Como se ha podido comprobar se ha hecho hincapié en los daños físicos que produce el consumo incontrolado de alcohol, ahora bien, no es el único deterioro que conquista, pues las consecuencias que sufre y tolera una familia en donde hay una persona enferma alcohólica, son bastante graves y conflictivas.

Los hijos, si están en edades donde se dan cuenta del problema, uno de los primeros pasos que dan es de alejarse del enfermo; bien porque pueda existir agresividad tanto física como verbal o bien por la falta de afectividad y diálogo entre la persona con problemas de bebida y sus hijos.

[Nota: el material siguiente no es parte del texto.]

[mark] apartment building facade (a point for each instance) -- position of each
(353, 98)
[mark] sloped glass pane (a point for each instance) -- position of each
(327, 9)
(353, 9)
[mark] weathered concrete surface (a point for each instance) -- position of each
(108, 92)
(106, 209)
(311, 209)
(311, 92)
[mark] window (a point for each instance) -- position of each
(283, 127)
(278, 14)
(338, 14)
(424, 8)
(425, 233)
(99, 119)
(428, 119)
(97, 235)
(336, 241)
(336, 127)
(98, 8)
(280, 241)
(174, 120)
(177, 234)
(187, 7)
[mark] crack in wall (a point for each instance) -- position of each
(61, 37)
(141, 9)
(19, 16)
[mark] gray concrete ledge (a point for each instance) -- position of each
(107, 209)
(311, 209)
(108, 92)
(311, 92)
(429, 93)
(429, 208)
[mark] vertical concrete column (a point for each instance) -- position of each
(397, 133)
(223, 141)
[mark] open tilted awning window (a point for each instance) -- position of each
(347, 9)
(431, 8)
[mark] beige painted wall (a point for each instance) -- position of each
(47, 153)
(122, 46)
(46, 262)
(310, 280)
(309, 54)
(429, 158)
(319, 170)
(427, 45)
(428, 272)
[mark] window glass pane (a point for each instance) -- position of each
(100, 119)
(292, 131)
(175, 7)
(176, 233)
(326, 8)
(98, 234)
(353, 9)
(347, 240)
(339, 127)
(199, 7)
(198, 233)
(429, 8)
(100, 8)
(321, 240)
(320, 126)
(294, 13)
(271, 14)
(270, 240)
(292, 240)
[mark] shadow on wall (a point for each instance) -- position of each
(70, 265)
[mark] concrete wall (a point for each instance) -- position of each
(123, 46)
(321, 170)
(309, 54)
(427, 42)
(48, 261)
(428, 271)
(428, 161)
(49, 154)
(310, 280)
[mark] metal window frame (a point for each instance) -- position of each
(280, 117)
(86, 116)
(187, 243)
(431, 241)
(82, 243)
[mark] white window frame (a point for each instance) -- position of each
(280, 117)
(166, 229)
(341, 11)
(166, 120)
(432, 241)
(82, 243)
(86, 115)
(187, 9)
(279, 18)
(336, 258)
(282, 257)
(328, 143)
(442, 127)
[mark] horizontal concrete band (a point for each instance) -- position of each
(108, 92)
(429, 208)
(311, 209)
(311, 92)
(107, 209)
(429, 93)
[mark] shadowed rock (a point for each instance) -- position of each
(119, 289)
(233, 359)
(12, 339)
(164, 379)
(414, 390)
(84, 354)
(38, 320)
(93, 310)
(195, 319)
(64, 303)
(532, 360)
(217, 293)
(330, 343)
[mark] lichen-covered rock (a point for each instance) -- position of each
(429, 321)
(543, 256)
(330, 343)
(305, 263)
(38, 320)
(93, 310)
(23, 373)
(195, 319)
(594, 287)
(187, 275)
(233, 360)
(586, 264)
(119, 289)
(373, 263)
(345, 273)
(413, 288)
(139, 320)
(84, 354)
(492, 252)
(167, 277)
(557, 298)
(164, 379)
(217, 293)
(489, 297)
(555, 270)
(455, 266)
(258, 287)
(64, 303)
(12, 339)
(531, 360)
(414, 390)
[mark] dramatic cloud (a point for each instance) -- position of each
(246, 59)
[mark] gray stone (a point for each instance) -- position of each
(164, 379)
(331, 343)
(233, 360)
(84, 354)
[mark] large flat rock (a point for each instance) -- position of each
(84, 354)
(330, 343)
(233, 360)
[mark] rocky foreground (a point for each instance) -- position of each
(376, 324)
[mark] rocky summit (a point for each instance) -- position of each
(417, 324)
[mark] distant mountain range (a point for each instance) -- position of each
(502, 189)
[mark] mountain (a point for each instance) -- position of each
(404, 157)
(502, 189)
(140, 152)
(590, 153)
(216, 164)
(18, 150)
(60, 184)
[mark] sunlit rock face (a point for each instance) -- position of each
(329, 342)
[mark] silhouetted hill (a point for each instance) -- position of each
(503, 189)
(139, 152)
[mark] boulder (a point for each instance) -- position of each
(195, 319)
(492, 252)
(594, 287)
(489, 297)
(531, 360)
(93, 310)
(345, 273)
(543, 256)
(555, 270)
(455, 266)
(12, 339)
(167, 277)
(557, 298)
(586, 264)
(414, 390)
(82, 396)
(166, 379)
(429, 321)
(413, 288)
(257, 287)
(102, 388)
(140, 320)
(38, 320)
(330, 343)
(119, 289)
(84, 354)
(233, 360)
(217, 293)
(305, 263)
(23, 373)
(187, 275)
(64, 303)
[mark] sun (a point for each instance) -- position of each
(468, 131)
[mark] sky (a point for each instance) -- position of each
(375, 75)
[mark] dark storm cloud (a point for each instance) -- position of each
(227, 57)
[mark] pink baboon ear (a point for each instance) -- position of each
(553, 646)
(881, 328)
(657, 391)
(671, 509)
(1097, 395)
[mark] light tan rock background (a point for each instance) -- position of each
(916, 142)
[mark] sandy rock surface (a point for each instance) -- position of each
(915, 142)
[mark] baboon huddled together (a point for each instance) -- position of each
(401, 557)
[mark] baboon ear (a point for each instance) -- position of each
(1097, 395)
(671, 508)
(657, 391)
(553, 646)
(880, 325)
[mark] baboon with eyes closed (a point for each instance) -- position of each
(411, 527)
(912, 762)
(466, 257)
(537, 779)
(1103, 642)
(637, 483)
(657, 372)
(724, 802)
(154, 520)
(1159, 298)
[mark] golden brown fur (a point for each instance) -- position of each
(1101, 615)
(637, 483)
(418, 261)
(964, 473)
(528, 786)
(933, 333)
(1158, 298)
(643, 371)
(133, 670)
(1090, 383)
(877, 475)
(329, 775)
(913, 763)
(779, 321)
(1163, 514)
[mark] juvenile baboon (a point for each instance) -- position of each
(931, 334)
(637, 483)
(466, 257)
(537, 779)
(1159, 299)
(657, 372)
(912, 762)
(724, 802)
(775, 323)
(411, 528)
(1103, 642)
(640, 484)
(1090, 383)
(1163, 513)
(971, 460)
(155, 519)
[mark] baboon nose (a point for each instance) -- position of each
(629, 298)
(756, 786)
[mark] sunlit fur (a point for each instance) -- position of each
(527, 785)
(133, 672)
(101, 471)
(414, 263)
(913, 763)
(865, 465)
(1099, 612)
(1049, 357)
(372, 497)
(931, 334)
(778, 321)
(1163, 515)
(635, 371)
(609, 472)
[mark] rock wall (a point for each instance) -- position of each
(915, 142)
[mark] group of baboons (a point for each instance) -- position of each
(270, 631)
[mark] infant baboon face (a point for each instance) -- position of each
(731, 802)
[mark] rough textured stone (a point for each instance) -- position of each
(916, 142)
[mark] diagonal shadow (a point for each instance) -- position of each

En la mayoría de los casos incluso suelen sentir vergüenza, sobre todo cuando se encuentran en sociedad (con sus amigos). También en muchos casos sienten miedo a los acontecimientos que puedan ocurrir en la propia casa cuando el padre llega en mal estado.

El cónyuge, tiene que convivir con el problema del alcoholismo, sufriendo en muchos casos tratarnos psicológicos importantes.

El familiar, al igual que los hijos, lo primero que suelen sentir ante el enfermo es el rechazo, creándose un estado de desamor y un ambiente conflictivo, donde cada miembro de la familia actúa por su cuenta sin tener en consideración a los demás, sobre todo el alcohólico, que sólo se preocupa de poder continuar bebiendo.

Se producen innumerables problemas, afectivos, económicos, sociales, etc.

Pero existiendo todos estos problemas que hemos comentado, los cónyuges de los enfermos alcohólicos, suelen empujarlos y apoyarlos para acudir a los servicios médicos, así como a otras asociaciones en un 80% de los casos.

La persona con problemas de bebida deben empezar a tomar conciencia de la disgregación familiar que se produce, de la impotencia familiar por querer recuperar al enfermo alcohólico y no ser capaces, de la incertidumbre diaria, del vivir en un estado ansiógeno que llega a volverse patológico. Todo ello, con el único propósito de sobrevivir a un problema que con voluntad se puede corregir.